Get It: Western Daughters Butcher Shoppe (westerndaughters.com), or order bison from Ranchlands

Taste It: San Luis Valley Brewing Company (slvbrewco.com) in Alamosa

Windsor Dairy

One of Colorado’s raw milk trailblazers, Windsor Dairy has 40 Brown Swiss dairy cows and 100 beef cattle that are pasture-raised on 320 acres in Windsor and elsewhere in northeastern Colorado. But it’s the dairy’s whey-fed hogs that have been garnering plaudits lately: The pigs, which also snack on orchard leftovers such as apples and pumpkins and the spent barley from nearby High Hops Brewery, have a rich, complex flavor profile. windsordairy.com

Get It: The only legal way to purchase raw milk in Colorado is directly from a dairy, like Windsor, by buying a “share” of a live animal; you can purchase Windsor pork and beef from the farm or at the Boulder County Farmers’ Market (boulderfarmers.org)

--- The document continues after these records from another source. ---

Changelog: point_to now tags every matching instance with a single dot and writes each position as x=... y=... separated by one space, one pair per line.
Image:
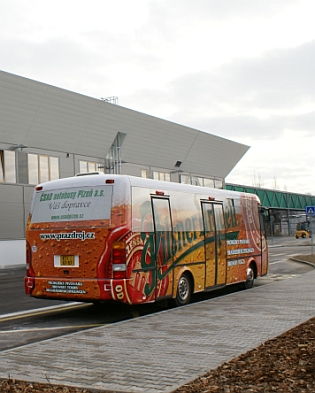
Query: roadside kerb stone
x=159 y=352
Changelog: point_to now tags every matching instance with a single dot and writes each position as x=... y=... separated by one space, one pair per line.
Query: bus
x=303 y=230
x=96 y=238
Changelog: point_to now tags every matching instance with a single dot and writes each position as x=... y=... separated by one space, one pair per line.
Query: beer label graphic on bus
x=107 y=237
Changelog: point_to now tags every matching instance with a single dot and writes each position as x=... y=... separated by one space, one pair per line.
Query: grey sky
x=243 y=70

Taste It: Occasionally at Z Cuisine (zcuisineonline.com)

Cottonwood Creek Farms

What started as a small pasture-raised-egg business outside of Sterling has morphed into a 2,000-bird farm. One of the only operations of its kind and scale in Colorado, Cottonwood Creek lets its hens roam the farm’s fence-free 40-plus acres. Third-generation farmer Matt Kautz provides a mobile nesting unit for the chickens, but otherwise the birds are on their own. “Some of them get up and walk a quarter mile away to eat out of the pigs’ trough,” Kautz notes. cottonwoodcreekfarms.com

Get It: Natural Grocers and Door to Door Organics (doortodoororganics.com) for eggs; the sustainably minded Western Daughters sells their eggs and is currently the only retail outlet that carries Cottonwood Creek’s pork

Taste It: Beast & Bottle (beastandbottle.com) and Potager (potagerrestaurant.com)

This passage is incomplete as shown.